If it tastes like poison

"Donovan Sheehan" "caMpus life editor" "an.sheehan@apps.schoolcr" "donov                                             aft.edu"

Donovan Sheehan
Campus Life Editor
donovan.sheehan@apps.schoolcraft.edu

State of Michigan to blame for Flint’s toxic water

People in Michigan aren’t used to worrying about water. We usually consider running out of drinking water a problem unique to impoverished, third world countries. With the one notable exception of Detroit’s water shutoffs earlier this year (an exception already mostly forgotten here in the suburbs), the idea of not having access to clean, drinkable, not fatally toxic water is pretty much taken for granted—unless you live in Flint.

In the last week of September, the Michigan state government stated there is a problem with Flint’s water, a problem particularly close to the government’s heart.

According to the Detroit Free Press in a Sept. 30 article, Governor Rick Snyder, “[There were] probably things that weren’t fully understood when the switch was made.”

The “switch” being that, sixteen months ago, Flint was kicked off of Detroit’s water system and has been since pulling their water from the heavily-polluted Flint River, and the “things” being corrosive chemicals and lead poisoning.

People in Flint have complained about their water for the past year. Not only is it discolored, bad tasting bad smelling, it causes rashes and possibly hair loss. The City of Flint is actually charging more for the river water than the price the Detroit water had been. Bottled water became very popular in Flint over the past year, but those who can’t afford it are left with the garbage from out of the tap.

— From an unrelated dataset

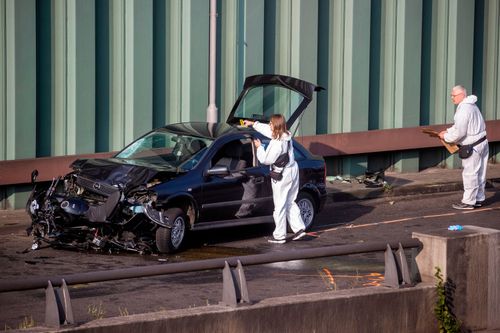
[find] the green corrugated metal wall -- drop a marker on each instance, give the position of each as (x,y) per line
(83,76)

Despite the complaints, the city’s government, which for years has been under state oversight, insisted the water was safe to drink. People complained directly to the state and got the same answer from Snyder’s administration.

Since then, the water has been tested by independent researchers, who discovered that not only does the water look like poison, smell like poison and taste like poison, it has dangerously high levels of lead from the pipes. Another test found dangerously high levels of lead in children’s’ blood; in some neighborhoods, levels that were double what they had been before the switch to river water.

Image from associated press.com  A woman from Flint with water samples from her home.

Image from associated press.com
A woman from Flint with water samples from her home.

To save money, the state-run government of Flint decided not to treat the water with a chemical that would stop it from corroding the plumbing. For sixteen months, the river water had been ripping microscopic pieces of lead off of the inside of the pipes. There were government departments who were supposed to make sure that it didn’t happen because lead is extremely poisonous, and especially dangerous to children. The effects include everything from vomiting and weight loss to kidney failure, brain damage and permanent intellectual and emotional disorders. It’s unacceptable that there are people in Flint who have been drinking that every day for a year.

The state government wasn’t worried, at least not in public.

Spokesman for the Michigan Department of Environmental Quality, Brad Wurfel, said to Michigan radio in July, “Anyone who is concerned about lead in the drinking water in Flint can relax.”

Snyder’s government listened to Flint’s fears, gave a thoughtful nod or two, then sent the worried citizens back with a pat on the head. For 16 months, no action was taken.

It took until the end of September for the state government to admit that there were potentially dangerous amounts of lead in Flint’s drinking water. That’s after months of ignoring the problem and the fact that an entire generation of Flint’s children is getting brain damage from every glass of contaminated water they drink, the state is now working on plans, steps and strategies, but for many it may already be too late. Lead can’t be cured.

The state gambled on Flint. Maybe using the river water would have side effects. Maybe not treating the water properly would have worse, but it saved money, so Snyder’s administration went with it. Now, Flint is paying the price. If anything is to change, the officials responsible must be held accountable. If Snyder and his cronies want to gamble, they can do it in a casino and with poker chips—not in a water treatment plant and with people’s lives.